8,000-year-old Yarmukian ‘Mother Goddess’ figurine discovered in Israel

An 8,000-year-old Yarmukian Mother Goddess figurine was found at Sha’ar HaGolan archaeological site, located on the northern bank of the Yarmouk River, in the center of the Jordan Valley.

In two fragments, the 20-centimeter figure was discovered in the Sha’ar HaGolan Yarmukian archaeological site near to the wall of a house.

With an area of ​​3000 m2, the site is one of the important Neolithic settlements in the Near East, yielding important findings including monumental courtyard structures, a system of streets, a water well, and the largest collection of prehistoric art ever found in Israel.

The Yarmukian culture was the first culture in prehistoric Israel and one of the oldest in the Levant to make use of pottery. The culture is especially famous for its mysterious and distinctive “Mother Goddess” figures, which are thought to have been part of a Yarmukian fertility cult.

Sha’ar HaGolan, excavations 1998. Wikipedia

The 20-centimeter figurine, which was made in the typical sitting position, was discovered broken in two pieces next to a wall of a house, according to excavation co-director Anna Eirikh-Rose, an Israeli Antiquity Authority Judea district archaeologist.

The broken figurine was covered by a bracelet with a red bottom, the color which represented fertility. A schematic stone with etched eyes and mouth was also uncovered.

“This woman ceramic figurine is a hallmark of Yarmukian culture,” Eirikh-Rose said. “This is one of the largest examples of the figurine found. It is of a large, seated woman with big hips, a unique pointed hat and what is known as ‘coffee-bean’ eyes and a big nose. One hand is positioned on her hip and the other one under her breast.”
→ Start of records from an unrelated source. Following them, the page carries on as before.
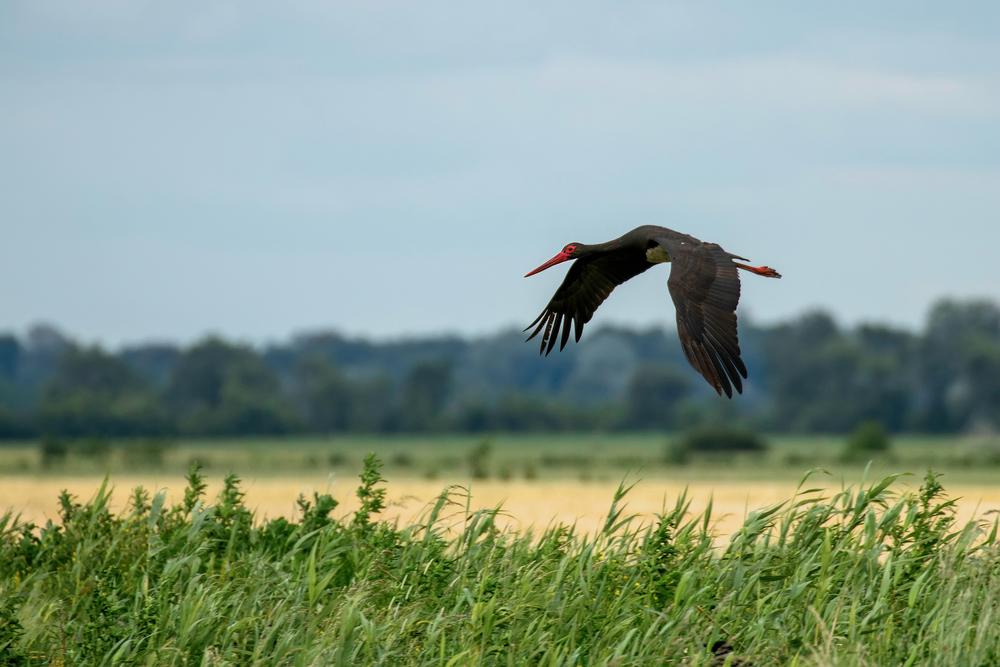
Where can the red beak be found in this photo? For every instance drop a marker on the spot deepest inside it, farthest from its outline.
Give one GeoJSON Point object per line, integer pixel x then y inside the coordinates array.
{"type": "Point", "coordinates": [558, 259]}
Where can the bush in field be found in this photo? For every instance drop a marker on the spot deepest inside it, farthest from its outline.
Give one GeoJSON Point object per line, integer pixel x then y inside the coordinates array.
{"type": "Point", "coordinates": [146, 453]}
{"type": "Point", "coordinates": [868, 439]}
{"type": "Point", "coordinates": [862, 577]}
{"type": "Point", "coordinates": [53, 450]}
{"type": "Point", "coordinates": [724, 440]}
{"type": "Point", "coordinates": [479, 459]}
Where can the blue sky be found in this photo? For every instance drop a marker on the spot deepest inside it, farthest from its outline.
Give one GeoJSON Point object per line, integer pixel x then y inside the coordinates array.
{"type": "Point", "coordinates": [390, 168]}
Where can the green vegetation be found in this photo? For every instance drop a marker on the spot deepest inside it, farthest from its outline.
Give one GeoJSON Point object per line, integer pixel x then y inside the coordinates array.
{"type": "Point", "coordinates": [807, 375]}
{"type": "Point", "coordinates": [868, 439]}
{"type": "Point", "coordinates": [597, 456]}
{"type": "Point", "coordinates": [864, 577]}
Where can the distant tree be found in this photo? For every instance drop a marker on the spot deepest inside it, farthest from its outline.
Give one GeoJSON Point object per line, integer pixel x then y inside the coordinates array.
{"type": "Point", "coordinates": [10, 356]}
{"type": "Point", "coordinates": [217, 388]}
{"type": "Point", "coordinates": [153, 362]}
{"type": "Point", "coordinates": [332, 402]}
{"type": "Point", "coordinates": [954, 362]}
{"type": "Point", "coordinates": [12, 427]}
{"type": "Point", "coordinates": [425, 392]}
{"type": "Point", "coordinates": [654, 396]}
{"type": "Point", "coordinates": [93, 393]}
{"type": "Point", "coordinates": [868, 438]}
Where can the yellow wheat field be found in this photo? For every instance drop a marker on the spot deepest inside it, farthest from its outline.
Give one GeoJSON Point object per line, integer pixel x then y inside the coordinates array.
{"type": "Point", "coordinates": [524, 503]}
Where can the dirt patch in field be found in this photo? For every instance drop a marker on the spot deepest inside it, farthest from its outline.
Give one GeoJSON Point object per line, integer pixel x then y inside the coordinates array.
{"type": "Point", "coordinates": [524, 503]}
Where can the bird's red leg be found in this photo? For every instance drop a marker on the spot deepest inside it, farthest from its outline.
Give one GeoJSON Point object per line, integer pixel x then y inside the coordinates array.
{"type": "Point", "coordinates": [765, 271]}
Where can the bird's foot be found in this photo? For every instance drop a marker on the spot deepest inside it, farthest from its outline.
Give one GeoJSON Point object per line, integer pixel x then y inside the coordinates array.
{"type": "Point", "coordinates": [765, 271]}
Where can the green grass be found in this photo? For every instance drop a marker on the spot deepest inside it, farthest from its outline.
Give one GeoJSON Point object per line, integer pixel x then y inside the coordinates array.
{"type": "Point", "coordinates": [862, 577]}
{"type": "Point", "coordinates": [599, 456]}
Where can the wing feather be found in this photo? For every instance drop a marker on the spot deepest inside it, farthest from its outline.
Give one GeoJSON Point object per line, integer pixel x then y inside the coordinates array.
{"type": "Point", "coordinates": [705, 289]}
{"type": "Point", "coordinates": [589, 281]}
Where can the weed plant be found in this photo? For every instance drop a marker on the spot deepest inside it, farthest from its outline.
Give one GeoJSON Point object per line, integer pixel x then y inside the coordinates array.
{"type": "Point", "coordinates": [863, 577]}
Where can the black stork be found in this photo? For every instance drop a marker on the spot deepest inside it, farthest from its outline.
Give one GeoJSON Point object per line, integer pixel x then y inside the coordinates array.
{"type": "Point", "coordinates": [703, 284]}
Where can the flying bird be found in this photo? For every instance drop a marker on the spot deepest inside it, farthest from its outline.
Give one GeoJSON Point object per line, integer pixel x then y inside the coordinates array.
{"type": "Point", "coordinates": [703, 284]}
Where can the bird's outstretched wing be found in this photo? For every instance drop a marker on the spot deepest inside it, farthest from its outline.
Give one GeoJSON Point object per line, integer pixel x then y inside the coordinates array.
{"type": "Point", "coordinates": [588, 283]}
{"type": "Point", "coordinates": [706, 289]}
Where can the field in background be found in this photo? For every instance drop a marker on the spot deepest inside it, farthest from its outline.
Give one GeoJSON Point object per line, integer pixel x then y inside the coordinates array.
{"type": "Point", "coordinates": [537, 478]}
{"type": "Point", "coordinates": [602, 457]}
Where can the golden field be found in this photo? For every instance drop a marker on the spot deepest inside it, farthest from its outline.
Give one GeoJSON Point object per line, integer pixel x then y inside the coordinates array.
{"type": "Point", "coordinates": [524, 503]}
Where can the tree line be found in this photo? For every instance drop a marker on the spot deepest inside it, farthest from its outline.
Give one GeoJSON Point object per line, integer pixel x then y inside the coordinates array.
{"type": "Point", "coordinates": [806, 375]}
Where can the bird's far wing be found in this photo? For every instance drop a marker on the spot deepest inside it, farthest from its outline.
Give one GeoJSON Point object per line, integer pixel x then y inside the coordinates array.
{"type": "Point", "coordinates": [588, 283]}
{"type": "Point", "coordinates": [706, 289]}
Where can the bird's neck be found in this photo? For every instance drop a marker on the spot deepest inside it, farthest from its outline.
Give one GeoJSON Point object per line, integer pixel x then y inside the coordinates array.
{"type": "Point", "coordinates": [657, 254]}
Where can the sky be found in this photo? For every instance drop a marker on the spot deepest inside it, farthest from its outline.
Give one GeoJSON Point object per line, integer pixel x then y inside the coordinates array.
{"type": "Point", "coordinates": [391, 169]}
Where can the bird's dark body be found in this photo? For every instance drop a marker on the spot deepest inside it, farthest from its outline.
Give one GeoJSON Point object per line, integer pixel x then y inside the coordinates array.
{"type": "Point", "coordinates": [703, 284]}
All the little details of the figurine are important to cult symbolism, and he noted that the process of creating such a figurine involved a complex method of wrapping and layering clay around a central cylindrical core and was certainly not easy.

The excavation is being conducted in collaboration with the French Center for Research in Jerusalem, which is co-directed by Dr. Julien Vieugue.